Clarifying which things are dead

During lunch today I talked to the girls about the mice again. Hazel had been looking at a book with mice in it, and kept returning to the mouse pictures, and saying Mouse Mouse Mouse.

Then she started with the Mouse Mouse Mouse during lunch, so I said "The mice are dead because the cats ate them. We won't see the mice any more. They are gone and they can't come back."

That seemed to go down OK, then Ivy said "Bats. Gone."
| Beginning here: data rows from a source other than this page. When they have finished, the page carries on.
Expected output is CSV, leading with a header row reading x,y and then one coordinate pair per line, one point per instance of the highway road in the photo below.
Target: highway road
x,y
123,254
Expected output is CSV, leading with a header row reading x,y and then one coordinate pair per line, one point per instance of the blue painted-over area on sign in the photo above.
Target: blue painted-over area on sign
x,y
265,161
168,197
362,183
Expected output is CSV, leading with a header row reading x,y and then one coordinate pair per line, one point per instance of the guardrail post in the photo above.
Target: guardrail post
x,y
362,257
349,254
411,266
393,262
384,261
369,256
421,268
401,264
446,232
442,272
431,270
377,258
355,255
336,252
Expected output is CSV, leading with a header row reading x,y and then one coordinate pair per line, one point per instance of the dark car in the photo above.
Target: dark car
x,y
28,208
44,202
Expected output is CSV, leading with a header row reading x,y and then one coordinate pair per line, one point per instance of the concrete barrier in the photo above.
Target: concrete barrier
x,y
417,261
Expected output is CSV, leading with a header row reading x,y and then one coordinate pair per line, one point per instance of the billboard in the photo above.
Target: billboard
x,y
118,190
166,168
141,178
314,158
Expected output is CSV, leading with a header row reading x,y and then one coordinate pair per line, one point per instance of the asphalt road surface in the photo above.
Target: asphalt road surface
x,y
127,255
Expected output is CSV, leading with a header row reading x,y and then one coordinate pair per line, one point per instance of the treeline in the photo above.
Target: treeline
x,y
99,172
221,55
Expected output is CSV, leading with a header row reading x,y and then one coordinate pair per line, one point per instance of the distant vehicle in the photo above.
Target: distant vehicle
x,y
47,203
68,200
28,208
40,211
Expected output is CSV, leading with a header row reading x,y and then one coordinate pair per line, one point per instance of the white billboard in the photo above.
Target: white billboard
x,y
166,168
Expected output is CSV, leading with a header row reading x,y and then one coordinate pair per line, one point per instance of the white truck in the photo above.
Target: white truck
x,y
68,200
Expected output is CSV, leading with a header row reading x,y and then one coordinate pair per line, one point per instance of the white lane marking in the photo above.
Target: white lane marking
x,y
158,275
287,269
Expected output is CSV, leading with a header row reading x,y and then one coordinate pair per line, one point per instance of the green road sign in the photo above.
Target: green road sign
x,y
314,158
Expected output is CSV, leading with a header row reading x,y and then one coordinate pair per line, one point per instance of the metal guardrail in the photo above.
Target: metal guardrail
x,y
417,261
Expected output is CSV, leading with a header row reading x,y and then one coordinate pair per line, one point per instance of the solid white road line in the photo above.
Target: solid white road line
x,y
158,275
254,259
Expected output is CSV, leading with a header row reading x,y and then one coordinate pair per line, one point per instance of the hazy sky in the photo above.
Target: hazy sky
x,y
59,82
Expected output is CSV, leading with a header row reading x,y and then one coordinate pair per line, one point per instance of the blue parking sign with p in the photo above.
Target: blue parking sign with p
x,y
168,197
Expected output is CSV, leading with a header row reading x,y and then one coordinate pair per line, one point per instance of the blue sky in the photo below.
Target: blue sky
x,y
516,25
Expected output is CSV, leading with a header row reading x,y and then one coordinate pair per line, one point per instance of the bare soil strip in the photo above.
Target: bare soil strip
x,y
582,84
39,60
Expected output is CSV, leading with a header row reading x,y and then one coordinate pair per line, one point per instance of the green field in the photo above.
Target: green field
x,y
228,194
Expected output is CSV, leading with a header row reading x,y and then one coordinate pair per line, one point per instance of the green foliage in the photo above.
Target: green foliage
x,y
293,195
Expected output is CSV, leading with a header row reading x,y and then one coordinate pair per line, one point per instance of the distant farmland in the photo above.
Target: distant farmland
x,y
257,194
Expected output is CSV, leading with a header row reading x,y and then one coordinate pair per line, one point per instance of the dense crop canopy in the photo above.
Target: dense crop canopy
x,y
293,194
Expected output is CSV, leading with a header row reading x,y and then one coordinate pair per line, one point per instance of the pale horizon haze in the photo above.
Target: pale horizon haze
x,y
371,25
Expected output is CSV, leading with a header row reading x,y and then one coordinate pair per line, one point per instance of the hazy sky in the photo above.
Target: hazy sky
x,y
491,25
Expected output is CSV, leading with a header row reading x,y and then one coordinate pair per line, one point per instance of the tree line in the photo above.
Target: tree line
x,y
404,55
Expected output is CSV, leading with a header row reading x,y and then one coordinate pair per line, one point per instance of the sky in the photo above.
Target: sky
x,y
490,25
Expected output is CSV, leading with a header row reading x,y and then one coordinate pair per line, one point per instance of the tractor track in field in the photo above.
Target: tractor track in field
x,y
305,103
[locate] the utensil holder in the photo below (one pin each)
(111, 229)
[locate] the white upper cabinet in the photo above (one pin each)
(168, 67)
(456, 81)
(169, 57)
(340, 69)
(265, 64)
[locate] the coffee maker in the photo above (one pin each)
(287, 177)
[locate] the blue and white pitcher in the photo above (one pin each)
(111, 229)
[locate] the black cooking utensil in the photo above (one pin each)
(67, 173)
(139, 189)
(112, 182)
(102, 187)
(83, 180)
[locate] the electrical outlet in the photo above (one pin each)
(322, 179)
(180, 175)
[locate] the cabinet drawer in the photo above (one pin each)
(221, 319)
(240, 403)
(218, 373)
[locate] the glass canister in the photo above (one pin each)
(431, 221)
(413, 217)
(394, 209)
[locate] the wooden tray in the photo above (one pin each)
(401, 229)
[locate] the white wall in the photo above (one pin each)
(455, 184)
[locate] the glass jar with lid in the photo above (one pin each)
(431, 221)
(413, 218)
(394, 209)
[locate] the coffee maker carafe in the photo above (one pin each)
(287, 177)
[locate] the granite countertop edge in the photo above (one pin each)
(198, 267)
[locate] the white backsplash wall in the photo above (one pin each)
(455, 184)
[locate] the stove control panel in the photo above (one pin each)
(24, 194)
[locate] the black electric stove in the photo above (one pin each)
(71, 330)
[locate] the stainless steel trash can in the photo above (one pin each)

Now that was interesting, because we've been talking a lot about bats. The bats that sleep by the Yarra used to fly over our garden every evening, and we'd all troop out there in our PJs to watch them fly, just before we put the girls to bed. The bats have not been around lately, though - perhaps they have eaten everything in Preston and are now pillaging other suburbs. They are supposed to migrate north during winter, but I am pretty sure that they no longer do this.

Every evening we talk about the bats, and their absence. We go out and look, if it's not raining. No bats.

Ivy mentioned the bats because they also have gone, and perhaps they can't come back, and maybe we will never see them again.

So I found myself trying to explain the differences between death and prolonged absence to a pair of 19-month-old girls who were eating lunch. Having toddlers is constantly and gently blowing my mind.